El voto de Lula

Por Redacción

Para el disgusto comprensible de su rival, Carlos Menem, Néstor Kirchner optó por iniciar su gestión presidencial diez días antes de la fecha prevista para el ballottage con una entrevista bien publicitada con el mandatario brasileño, Luiz Inácio «Lula» da Silva, seguida por otra con el chileno Ricardo Lagos. Además de contribuir a intensificar la impresión ya difundida de que el ballottage no será más que un trámite formal, el propósito de su gira relámpago era mostrar que es plenamente capaz de cumplir un papel digno en el escenario latinoamericano y que desde el vamos contará con el respaldo decidido de los líderes vecinos más destacados. Puesto que, a diferencia de Menem, Kirchner es un partidario conocido de «la integración latinoamericana», su éxito ha sido notable, sobre todo en el Brasil, donde Lula no hizo el menor esfuerzo por ocultar su preferencia por su visitante por encima de Menem, llegando al extremo escasamente diplomático de afirmar que si fuera ciudadano argentino no vacilaría en darle su voto. Si bien de forma menos exuberante, el chileno Lagos dejó saber que no lo considera hostil a su país a pesar de ciertas declaraciones típicamente vehementes que Kirchner formuló en su época de rebelde patagónico de actitudes agresivamente nacionalistas. El que Kirchner haya podido cenar con sus parientes chilenos no lo habrá perjudicado.

Puesto que en los meses últimos Lula ha conseguido merecer el respeto de los empresarios y financistas internacionales sin por eso perder la simpatía de quienes se creen progresistas, su aval no puede sino ayudar a Kirchner, un político que a juicio de muchos es meramente un títere manipulado por el peronismo bonaerense de Eduardo Duhalde, a convencer a los escépticos de que podría estar en condiciones de gobernar el país. Asimismo, el compromiso del santacruceño y de su primer ministro de Economía in pectore, Roberto Lavagna, con el Mercosur, habrá servido para dar cierta coherencia a su eventual gestión. No se trata de un asunto menor. Por motivos evidentes, siempre conviene que un gobierno pueda encapsular su «proyecto» en muy pocas palabras, razón por la cual Menem dio a entender que encarnaba la «integración al mundo» y, antes de producirse la renuncia de su vicepresidente Carlos «Chacho» Alvarez, Fernando de la Rúa pareció representar «la lucha contra la corrupción». Con tal de que Kirchner logre consolidarse en el poder, será probable que el tema básico de su gestión o, cuando menos, de la primera etapa, sea «la profundización del Mercosur», meta que, de más está decirlo, muchos tomarán por una forma relativamente segura de oponerse a Estados Unidos.

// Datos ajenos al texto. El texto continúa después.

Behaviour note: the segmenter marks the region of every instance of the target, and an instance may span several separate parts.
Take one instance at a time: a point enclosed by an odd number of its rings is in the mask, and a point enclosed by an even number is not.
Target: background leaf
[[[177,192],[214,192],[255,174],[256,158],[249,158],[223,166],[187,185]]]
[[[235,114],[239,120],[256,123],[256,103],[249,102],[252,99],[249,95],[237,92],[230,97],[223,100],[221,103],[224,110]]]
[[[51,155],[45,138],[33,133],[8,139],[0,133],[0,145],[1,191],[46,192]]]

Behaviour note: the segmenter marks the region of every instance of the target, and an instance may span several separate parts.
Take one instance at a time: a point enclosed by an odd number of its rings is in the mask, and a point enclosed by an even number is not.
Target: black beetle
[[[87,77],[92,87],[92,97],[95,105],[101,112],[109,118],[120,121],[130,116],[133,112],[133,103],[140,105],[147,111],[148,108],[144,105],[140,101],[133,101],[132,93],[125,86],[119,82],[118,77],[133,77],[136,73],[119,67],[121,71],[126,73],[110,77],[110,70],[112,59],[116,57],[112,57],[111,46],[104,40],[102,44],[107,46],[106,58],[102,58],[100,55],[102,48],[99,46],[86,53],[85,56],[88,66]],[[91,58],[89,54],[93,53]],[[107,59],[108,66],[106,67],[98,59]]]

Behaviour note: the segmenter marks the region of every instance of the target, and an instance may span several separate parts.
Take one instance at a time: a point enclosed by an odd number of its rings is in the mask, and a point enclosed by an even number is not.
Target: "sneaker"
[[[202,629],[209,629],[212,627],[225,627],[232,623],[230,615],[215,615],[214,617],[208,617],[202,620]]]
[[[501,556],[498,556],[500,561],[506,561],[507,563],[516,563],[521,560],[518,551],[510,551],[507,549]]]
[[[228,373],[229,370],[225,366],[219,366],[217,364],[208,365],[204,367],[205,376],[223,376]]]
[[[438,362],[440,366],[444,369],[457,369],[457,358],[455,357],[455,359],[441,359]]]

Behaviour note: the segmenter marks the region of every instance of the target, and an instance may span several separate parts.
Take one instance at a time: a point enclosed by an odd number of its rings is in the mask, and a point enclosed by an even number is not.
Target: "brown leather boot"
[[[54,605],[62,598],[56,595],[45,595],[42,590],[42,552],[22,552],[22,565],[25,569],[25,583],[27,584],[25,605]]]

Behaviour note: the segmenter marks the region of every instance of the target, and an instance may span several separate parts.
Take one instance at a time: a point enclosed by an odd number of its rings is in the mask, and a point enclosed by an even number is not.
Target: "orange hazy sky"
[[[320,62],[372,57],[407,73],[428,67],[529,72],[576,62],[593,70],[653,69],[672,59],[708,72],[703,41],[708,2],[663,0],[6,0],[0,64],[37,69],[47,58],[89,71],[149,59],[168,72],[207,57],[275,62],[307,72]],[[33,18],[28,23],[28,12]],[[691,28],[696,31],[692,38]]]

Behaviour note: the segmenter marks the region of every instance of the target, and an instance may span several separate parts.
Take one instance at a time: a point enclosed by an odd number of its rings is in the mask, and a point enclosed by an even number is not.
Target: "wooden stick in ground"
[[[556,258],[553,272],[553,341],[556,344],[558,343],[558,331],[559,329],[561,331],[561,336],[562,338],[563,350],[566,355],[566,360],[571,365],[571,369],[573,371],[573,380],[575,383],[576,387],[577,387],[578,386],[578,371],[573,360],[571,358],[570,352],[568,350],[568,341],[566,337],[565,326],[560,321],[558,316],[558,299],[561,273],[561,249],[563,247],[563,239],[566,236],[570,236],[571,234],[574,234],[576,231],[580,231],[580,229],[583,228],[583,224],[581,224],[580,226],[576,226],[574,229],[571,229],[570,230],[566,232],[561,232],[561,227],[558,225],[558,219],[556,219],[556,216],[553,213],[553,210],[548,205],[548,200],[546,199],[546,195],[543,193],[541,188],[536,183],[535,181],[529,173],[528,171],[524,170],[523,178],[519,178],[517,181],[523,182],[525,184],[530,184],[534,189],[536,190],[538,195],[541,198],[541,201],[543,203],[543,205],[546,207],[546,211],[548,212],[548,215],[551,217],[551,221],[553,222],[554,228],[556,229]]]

En opinión del gobierno brasileño y también del muy poderoso lobby paulista que siempre ha logrado hacer de sus propias prioridades una «política de Estado», la «integración» económica con la Argentina sería sumamente provechosa, pero para nuestro país los beneficios de apostar casi todo a la relación con el Brasil nunca fueron tan evidentes. Al fin y al cabo, el objetivo a largo plazo de nuestros gobiernos debería consistir en contribuir a mejorar la productividad de la sociedad en su conjunto para que pueda «competir» con las más avanzadas. En este contexto, algunas medidas proteccionistas determinadas podrían ser útiles, aunque en el pasado los resultados de los esquemas de este tipo que se ensayaron fueron abrumadoramente decepcionantes, pero no nos convendría en absoluto resignarnos a formar parte de un bloque proteccionista dominado por los industriales de un gran país que, por desgracia, es en términos económicos bastante atrasado. Por el contrario, si bien las barreras defensivas que muchos brasileños quisieran erigir en torno de su propia esfera de influencia serían muy atractivas para aquellos empresarios que no tienen interés en intentar fabricar productos que podrían venderse en mercados un tanto más exigentes que el mercosureño, el proteccionismo que suponen no estimularía en absoluto a los más ambiciosos que entienden que para que un día los argentinos disfruten de un nivel de vida comparable con el ya habitual en Italia o España, su economía tendrá que ser por lo menos tan productiva como las del sur de Europa, meta que no se alcanzará si nos concentramos demasiado en «la integración» con el Brasil.